『週刊ダイヤモンド』3月12日号の第1特集は「フィンテックの正体」です。金融(ファイナンス)とデジタル技術(テクノロジー)が融合するフィンテックが、昔ながらの銀行や証券会社などのサービスを呑み込むのではないかと、大きな注目を集めています。やや過熱気味ともいえるフィンテックブームの現場をレポートし、その最先端技術やサービスの真贋を見極めてゆきます。

 今年2月1日、東京・丸の内のオフィス街のど真ん中に、新たにフィンテックの“聖地”が誕生した。その名も「フィノラボ(FINOLAB)」。金融産業(ファイナンス)とデジタル技術(テクノロジー)を掛け合わせることで、新しいサービスを生み出しているフィンテック分野において、世界に通用するベンチャー企業を育成するために設立されたオフィスだ。

 120人以上が働くことができる広々としたオフィススペースの窓から外を見渡せば、そこには日本を代表する金融街が広がる。三菱東京UFJ銀行、三井住友銀行、みずほ銀行の三大メガバンクの本店をはじめとして、外資系企業も含めればあまたの金融関連企業がひしめいている。

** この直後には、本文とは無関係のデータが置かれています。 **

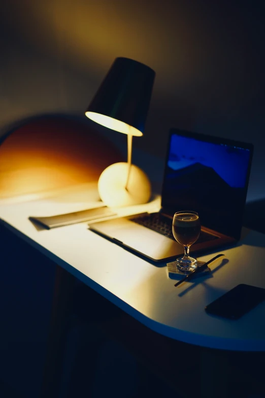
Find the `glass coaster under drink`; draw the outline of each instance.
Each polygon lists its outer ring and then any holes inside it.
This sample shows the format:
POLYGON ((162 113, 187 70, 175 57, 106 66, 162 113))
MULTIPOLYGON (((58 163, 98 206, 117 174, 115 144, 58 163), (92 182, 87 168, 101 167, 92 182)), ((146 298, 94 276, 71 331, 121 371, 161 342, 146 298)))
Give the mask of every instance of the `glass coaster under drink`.
MULTIPOLYGON (((205 261, 197 261, 197 266, 200 268, 202 265, 203 265, 204 264, 205 264, 205 261)), ((170 279, 175 279, 177 280, 182 279, 184 277, 188 275, 191 272, 181 271, 178 267, 177 265, 177 262, 176 261, 172 261, 170 263, 168 263, 167 264, 167 268, 169 278, 170 278, 170 279)), ((190 282, 192 282, 193 280, 195 280, 197 279, 197 278, 201 278, 201 277, 204 277, 209 276, 211 274, 211 271, 210 268, 209 268, 209 267, 207 267, 206 269, 204 269, 201 272, 198 271, 197 272, 196 272, 194 274, 192 279, 190 280, 190 282)))

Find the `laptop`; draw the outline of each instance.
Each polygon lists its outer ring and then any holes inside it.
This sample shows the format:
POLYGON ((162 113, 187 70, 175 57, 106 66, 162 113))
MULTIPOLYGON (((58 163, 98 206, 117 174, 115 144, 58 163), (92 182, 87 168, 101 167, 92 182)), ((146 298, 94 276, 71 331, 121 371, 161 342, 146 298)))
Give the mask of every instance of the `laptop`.
POLYGON ((172 129, 159 212, 89 224, 92 231, 153 261, 183 254, 174 239, 174 213, 196 211, 202 231, 190 252, 240 237, 253 155, 252 144, 172 129))

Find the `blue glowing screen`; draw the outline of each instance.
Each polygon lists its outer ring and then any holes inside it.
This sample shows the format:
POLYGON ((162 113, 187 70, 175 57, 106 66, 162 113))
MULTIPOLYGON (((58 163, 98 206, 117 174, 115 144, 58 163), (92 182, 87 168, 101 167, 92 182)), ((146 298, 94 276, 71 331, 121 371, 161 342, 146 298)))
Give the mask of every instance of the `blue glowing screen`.
POLYGON ((249 149, 171 136, 163 206, 197 211, 203 225, 238 234, 246 200, 249 149))

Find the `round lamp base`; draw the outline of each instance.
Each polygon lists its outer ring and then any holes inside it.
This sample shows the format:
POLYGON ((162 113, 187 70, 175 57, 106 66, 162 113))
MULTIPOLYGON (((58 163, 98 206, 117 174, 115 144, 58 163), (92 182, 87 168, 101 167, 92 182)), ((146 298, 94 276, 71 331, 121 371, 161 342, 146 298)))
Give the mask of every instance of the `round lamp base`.
POLYGON ((131 165, 129 180, 125 189, 128 175, 128 163, 121 162, 109 166, 98 179, 100 196, 107 206, 111 207, 130 206, 147 203, 151 196, 151 184, 143 170, 131 165))

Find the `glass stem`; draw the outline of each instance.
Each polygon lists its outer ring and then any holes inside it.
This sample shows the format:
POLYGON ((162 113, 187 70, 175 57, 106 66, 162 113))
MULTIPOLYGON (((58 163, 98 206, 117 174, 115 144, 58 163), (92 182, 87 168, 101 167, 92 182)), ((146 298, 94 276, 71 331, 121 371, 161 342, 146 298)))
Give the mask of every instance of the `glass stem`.
POLYGON ((184 257, 189 257, 189 247, 184 246, 184 257))

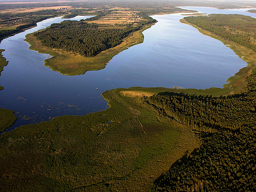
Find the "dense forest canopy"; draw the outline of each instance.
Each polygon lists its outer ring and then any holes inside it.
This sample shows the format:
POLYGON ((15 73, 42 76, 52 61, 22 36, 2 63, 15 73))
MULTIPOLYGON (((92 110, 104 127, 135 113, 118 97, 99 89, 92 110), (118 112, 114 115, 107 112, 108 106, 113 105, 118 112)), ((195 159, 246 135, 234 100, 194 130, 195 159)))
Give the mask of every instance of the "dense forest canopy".
POLYGON ((211 14, 184 19, 202 29, 256 52, 256 19, 237 14, 211 14))
POLYGON ((119 29, 108 29, 104 28, 108 25, 89 24, 86 22, 86 20, 65 21, 52 24, 45 30, 35 33, 34 35, 43 45, 79 53, 85 57, 93 57, 119 45, 123 39, 144 25, 156 22, 149 16, 145 17, 149 19, 138 22, 135 26, 134 24, 128 24, 119 29))
POLYGON ((253 192, 256 189, 256 69, 240 95, 163 93, 145 98, 164 116, 201 132, 202 144, 155 182, 154 191, 253 192))

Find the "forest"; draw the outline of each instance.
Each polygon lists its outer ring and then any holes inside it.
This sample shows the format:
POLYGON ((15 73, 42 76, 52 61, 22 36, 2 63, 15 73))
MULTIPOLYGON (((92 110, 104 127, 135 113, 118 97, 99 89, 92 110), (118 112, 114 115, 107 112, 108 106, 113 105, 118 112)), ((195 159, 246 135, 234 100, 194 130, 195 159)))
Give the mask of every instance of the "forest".
POLYGON ((144 98, 162 115, 200 130, 202 142, 155 181, 154 191, 254 191, 256 69, 246 81, 240 95, 166 92, 144 98))
MULTIPOLYGON (((109 28, 107 25, 89 24, 86 22, 87 20, 65 21, 52 24, 49 28, 35 32, 34 35, 43 45, 71 51, 85 57, 94 57, 119 45, 122 39, 142 29, 144 25, 156 21, 149 16, 145 17, 147 20, 136 25, 127 24, 125 27, 120 26, 118 28, 118 25, 109 28)), ((89 18, 88 21, 92 19, 89 18)))
POLYGON ((237 14, 188 17, 188 23, 256 51, 256 19, 237 14))

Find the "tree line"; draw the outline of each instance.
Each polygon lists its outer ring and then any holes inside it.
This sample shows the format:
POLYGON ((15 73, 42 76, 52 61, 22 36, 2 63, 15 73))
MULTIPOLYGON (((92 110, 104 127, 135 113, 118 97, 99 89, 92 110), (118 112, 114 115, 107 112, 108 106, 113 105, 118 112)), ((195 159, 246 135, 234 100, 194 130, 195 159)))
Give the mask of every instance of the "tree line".
POLYGON ((122 39, 144 25, 155 22, 151 18, 138 22, 136 26, 128 24, 123 29, 109 29, 104 28, 105 25, 89 24, 86 21, 64 21, 60 24, 53 24, 34 35, 44 46, 71 51, 85 57, 94 57, 119 45, 122 39))
POLYGON ((188 17, 190 24, 256 52, 256 19, 238 14, 188 17))
POLYGON ((239 95, 163 93, 144 100, 197 130, 202 145, 154 183, 158 192, 253 192, 256 189, 256 69, 239 95))

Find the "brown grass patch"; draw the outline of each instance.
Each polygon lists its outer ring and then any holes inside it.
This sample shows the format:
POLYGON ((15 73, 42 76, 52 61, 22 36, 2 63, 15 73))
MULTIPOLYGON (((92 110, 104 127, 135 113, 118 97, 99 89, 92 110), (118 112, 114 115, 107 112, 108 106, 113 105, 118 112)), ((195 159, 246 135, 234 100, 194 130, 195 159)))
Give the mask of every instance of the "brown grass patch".
POLYGON ((35 12, 40 11, 42 10, 46 9, 59 9, 61 8, 67 8, 68 9, 72 9, 71 6, 56 6, 52 7, 36 7, 36 8, 19 8, 19 9, 14 9, 5 10, 4 12, 14 12, 14 13, 25 13, 27 12, 35 12))
POLYGON ((129 97, 134 97, 135 96, 141 97, 145 96, 152 96, 154 95, 154 94, 152 93, 144 92, 138 91, 123 91, 120 93, 124 96, 128 96, 129 97))

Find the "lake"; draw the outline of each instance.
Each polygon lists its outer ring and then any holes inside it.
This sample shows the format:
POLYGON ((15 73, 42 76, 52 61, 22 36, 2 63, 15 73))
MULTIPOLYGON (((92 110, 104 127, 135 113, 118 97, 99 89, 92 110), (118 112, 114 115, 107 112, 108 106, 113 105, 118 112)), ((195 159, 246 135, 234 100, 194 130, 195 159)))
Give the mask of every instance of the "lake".
MULTIPOLYGON (((245 12, 249 9, 183 8, 205 13, 256 16, 245 12)), ((153 16, 158 22, 143 32, 143 43, 114 57, 105 68, 78 76, 62 75, 44 66, 44 60, 50 56, 29 50, 24 41, 26 34, 63 21, 60 17, 38 23, 35 28, 3 40, 0 49, 5 50, 2 54, 9 64, 0 76, 0 85, 4 88, 0 91, 0 107, 15 111, 18 117, 6 131, 58 116, 84 115, 104 110, 108 106, 101 94, 117 88, 222 88, 247 63, 221 42, 180 23, 184 17, 180 14, 153 16)))

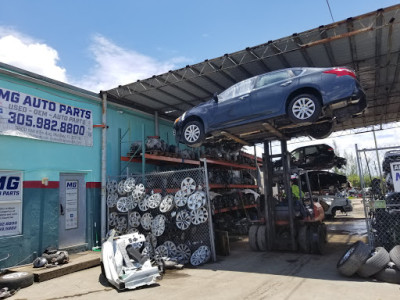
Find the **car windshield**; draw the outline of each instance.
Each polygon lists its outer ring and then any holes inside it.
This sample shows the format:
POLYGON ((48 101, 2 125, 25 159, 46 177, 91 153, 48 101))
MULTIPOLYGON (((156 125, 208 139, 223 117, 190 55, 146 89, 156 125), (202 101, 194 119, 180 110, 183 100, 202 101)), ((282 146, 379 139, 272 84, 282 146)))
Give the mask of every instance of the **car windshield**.
POLYGON ((232 85, 230 88, 218 95, 218 101, 223 102, 228 99, 236 98, 241 95, 250 93, 254 86, 255 80, 256 77, 252 77, 232 85))

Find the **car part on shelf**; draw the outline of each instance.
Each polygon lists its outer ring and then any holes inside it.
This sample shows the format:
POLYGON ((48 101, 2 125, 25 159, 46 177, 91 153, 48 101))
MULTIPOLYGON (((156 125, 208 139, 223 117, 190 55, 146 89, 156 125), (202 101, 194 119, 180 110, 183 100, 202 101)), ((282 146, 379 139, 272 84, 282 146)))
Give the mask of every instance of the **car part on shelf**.
POLYGON ((196 191, 189 196, 187 206, 189 209, 198 209, 206 204, 206 193, 203 191, 196 191))
POLYGON ((174 196, 165 196, 160 203, 160 212, 167 213, 174 207, 174 196))
POLYGON ((149 199, 147 199, 149 208, 157 208, 160 205, 161 198, 162 197, 160 193, 152 194, 149 199))
POLYGON ((165 247, 167 247, 168 250, 168 257, 175 257, 176 256, 176 245, 172 241, 165 241, 163 244, 165 247))
POLYGON ((196 190, 196 182, 191 177, 182 180, 181 190, 186 196, 191 195, 196 190))
POLYGON ((154 234, 149 233, 146 236, 146 243, 149 244, 151 247, 157 247, 157 237, 154 234))
POLYGON ((190 261, 192 252, 190 248, 185 244, 179 244, 176 246, 176 258, 180 264, 187 264, 190 261))
POLYGON ((118 194, 121 195, 121 196, 126 195, 126 192, 125 192, 125 180, 121 180, 121 181, 118 183, 117 192, 118 192, 118 194))
POLYGON ((140 225, 140 214, 137 211, 133 211, 129 214, 129 226, 139 227, 140 225))
POLYGON ((199 266, 206 263, 211 257, 211 251, 208 246, 200 246, 190 257, 190 263, 193 266, 199 266))
POLYGON ((168 248, 164 245, 158 246, 154 252, 154 255, 158 258, 168 257, 168 248))
POLYGON ((157 215, 151 221, 151 233, 155 236, 161 236, 165 230, 165 222, 167 218, 164 215, 157 215))
POLYGON ((120 216, 117 219, 117 225, 115 226, 115 230, 119 234, 125 232, 126 228, 128 227, 128 221, 126 220, 126 217, 120 216))
POLYGON ((150 285, 160 277, 158 267, 153 267, 148 257, 143 257, 135 251, 129 251, 128 254, 126 248, 132 240, 140 243, 145 241, 145 237, 142 234, 133 233, 115 238, 115 231, 111 231, 101 247, 104 276, 119 290, 150 285))
POLYGON ((116 192, 109 193, 107 196, 107 206, 114 207, 118 201, 118 194, 116 192))
POLYGON ((109 194, 113 194, 117 192, 118 183, 116 180, 107 181, 106 188, 109 194))
POLYGON ((143 256, 148 256, 148 257, 153 258, 153 256, 154 256, 154 247, 152 247, 152 246, 149 245, 149 244, 146 244, 146 245, 143 247, 142 255, 143 255, 143 256))
POLYGON ((146 189, 142 183, 137 184, 135 189, 132 191, 133 199, 139 201, 146 195, 146 189))
POLYGON ((136 180, 133 177, 129 177, 125 180, 124 183, 124 190, 126 193, 130 193, 134 190, 134 188, 136 187, 136 180))
POLYGON ((142 225, 144 230, 150 230, 151 221, 153 220, 153 216, 150 213, 144 213, 140 218, 140 224, 142 225))
POLYGON ((139 232, 139 230, 137 228, 129 228, 126 231, 126 234, 129 234, 129 233, 140 233, 140 232, 139 232))
POLYGON ((128 197, 126 197, 126 207, 128 208, 128 210, 135 209, 137 205, 138 205, 138 202, 136 202, 133 199, 132 195, 129 195, 128 197))
POLYGON ((199 225, 201 223, 204 223, 208 219, 207 209, 204 207, 200 207, 198 209, 192 210, 190 212, 190 217, 191 217, 192 224, 194 224, 194 225, 199 225))
POLYGON ((120 212, 128 212, 127 198, 121 197, 117 201, 117 209, 120 212))
POLYGON ((118 220, 118 213, 117 212, 112 212, 108 215, 108 225, 114 227, 117 225, 117 220, 118 220))
POLYGON ((191 223, 191 217, 187 210, 181 210, 176 215, 176 227, 181 230, 186 230, 189 228, 191 223))
POLYGON ((139 209, 141 211, 147 211, 149 209, 149 196, 146 195, 145 197, 143 197, 140 201, 139 201, 139 209))
POLYGON ((185 192, 182 190, 179 190, 176 192, 174 200, 175 200, 175 205, 178 207, 185 206, 187 203, 187 195, 185 192))

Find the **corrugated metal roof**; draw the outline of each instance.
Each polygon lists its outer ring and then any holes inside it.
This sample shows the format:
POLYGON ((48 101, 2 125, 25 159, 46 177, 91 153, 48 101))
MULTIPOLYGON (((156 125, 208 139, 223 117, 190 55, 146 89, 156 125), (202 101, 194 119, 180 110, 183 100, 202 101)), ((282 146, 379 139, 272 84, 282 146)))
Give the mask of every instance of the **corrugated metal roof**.
POLYGON ((111 102, 174 120, 248 77, 287 67, 348 66, 368 109, 335 131, 400 121, 400 5, 268 41, 106 91, 111 102))

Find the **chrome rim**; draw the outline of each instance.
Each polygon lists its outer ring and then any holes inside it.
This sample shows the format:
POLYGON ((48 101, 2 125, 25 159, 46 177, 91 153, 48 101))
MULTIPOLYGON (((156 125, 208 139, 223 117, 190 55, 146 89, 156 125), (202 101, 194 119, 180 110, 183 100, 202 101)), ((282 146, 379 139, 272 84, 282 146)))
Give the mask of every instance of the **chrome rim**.
POLYGON ((315 113, 315 103, 310 98, 299 98, 294 102, 292 112, 297 119, 307 120, 315 113))
POLYGON ((197 125, 189 125, 184 132, 185 140, 189 143, 195 143, 200 138, 200 128, 197 125))

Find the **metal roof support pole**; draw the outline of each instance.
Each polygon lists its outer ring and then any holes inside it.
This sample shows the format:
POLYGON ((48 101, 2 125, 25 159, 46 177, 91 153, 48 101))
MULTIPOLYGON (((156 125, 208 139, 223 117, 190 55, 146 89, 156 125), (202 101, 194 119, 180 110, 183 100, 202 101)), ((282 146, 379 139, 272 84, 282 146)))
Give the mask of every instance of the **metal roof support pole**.
POLYGON ((107 201, 106 201, 106 176, 107 176, 107 93, 102 92, 102 124, 101 131, 101 238, 106 236, 106 216, 107 216, 107 201))
POLYGON ((158 111, 154 112, 154 135, 155 136, 160 135, 159 125, 158 125, 158 111))
POLYGON ((287 141, 281 140, 281 152, 282 152, 282 166, 283 166, 283 183, 285 186, 286 197, 289 208, 289 225, 290 225, 290 240, 292 243, 292 250, 297 250, 296 238, 294 232, 294 211, 293 211, 293 195, 290 186, 290 166, 289 166, 289 155, 287 151, 287 141))
POLYGON ((270 141, 264 142, 263 172, 264 172, 264 218, 266 224, 267 249, 272 250, 275 244, 275 220, 272 214, 272 163, 270 153, 270 141))
POLYGON ((146 185, 146 140, 144 138, 144 124, 142 124, 142 181, 146 185))
MULTIPOLYGON (((361 169, 361 159, 360 159, 360 152, 362 150, 358 150, 358 145, 355 145, 356 148, 356 158, 357 158, 357 166, 358 166, 358 174, 360 176, 360 184, 361 184, 361 189, 362 189, 362 195, 363 195, 363 207, 364 207, 364 216, 365 216, 365 224, 367 226, 367 233, 368 233, 368 244, 370 246, 374 246, 374 241, 373 241, 373 237, 371 234, 371 227, 370 227, 370 223, 369 220, 370 218, 368 217, 368 211, 367 211, 367 200, 365 197, 365 183, 364 183, 364 174, 363 171, 361 169)), ((365 153, 365 151, 364 151, 365 153)))

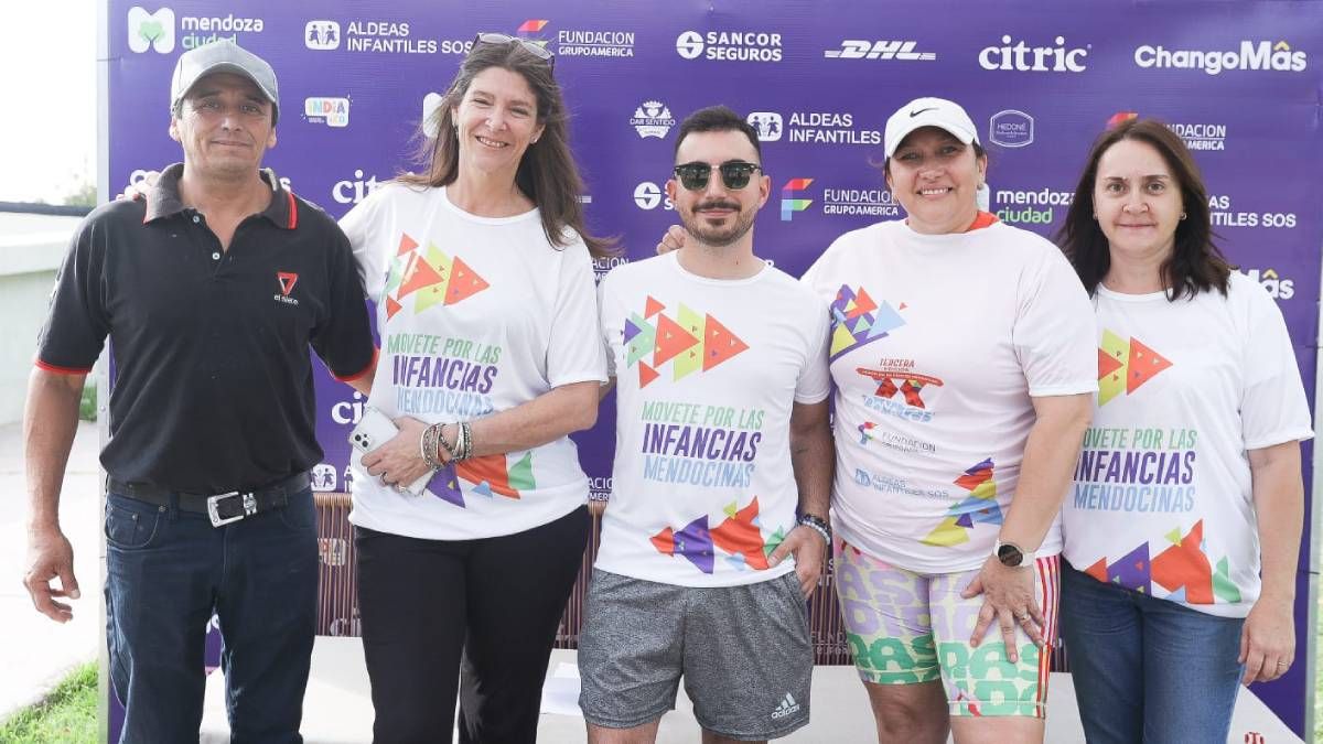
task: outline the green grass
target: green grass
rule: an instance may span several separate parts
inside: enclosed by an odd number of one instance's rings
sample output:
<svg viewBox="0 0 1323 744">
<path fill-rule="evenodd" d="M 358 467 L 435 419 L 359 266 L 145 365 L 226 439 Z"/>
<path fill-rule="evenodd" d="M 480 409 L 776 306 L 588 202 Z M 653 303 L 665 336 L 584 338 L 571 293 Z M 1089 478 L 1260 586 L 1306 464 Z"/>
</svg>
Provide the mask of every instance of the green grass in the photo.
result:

「晴れている日は富士山まで見えるので、外国からの来訪者の方はワオ!と喜びますね」(フィノラボ関係者)

 すでに16社もの有望なベンチャー企業が入居を決めている。指紋一つで、ショッピングから現金自動預払機(ATM)、交通機関の利用までできてしまうような、ユニークな技術を開発しているリキッド(Liquid)や、仮想通貨のビットコインを支えているブロックチェーン技術に精通する、日本でも数少ないエンジニア集団を抱えているカレンシーポートなど、未来の金融サービスをつくり出そうと奮闘する経営者らが心血を注いでいるのだ。

 入居希望者は続々と集まっている。というのも、金融サービスは国が厳しく監督している規制産業だ。例えばインターネット上でお金を募るクラウドファンディング事業を始めようとしたある経営者は、賃料の高額なオフィスが必要になる難問にぶち当たり、途方に暮れたという。当局から免許を受けるには、セキュリティの高いオフィスが要件になっていた。

「免許がないと事業が始まらない。でも事業が始まらないと、好条件のオフィスを借りられない。まるで“鶏と卵”のような状況を助けたい」と、フィノラボの運営を担当する電通国際情報サービスの伊藤千恵氏は話す。まさに日本発の優良フィンテック企業を育てる、揺り籠を目指しているのだ。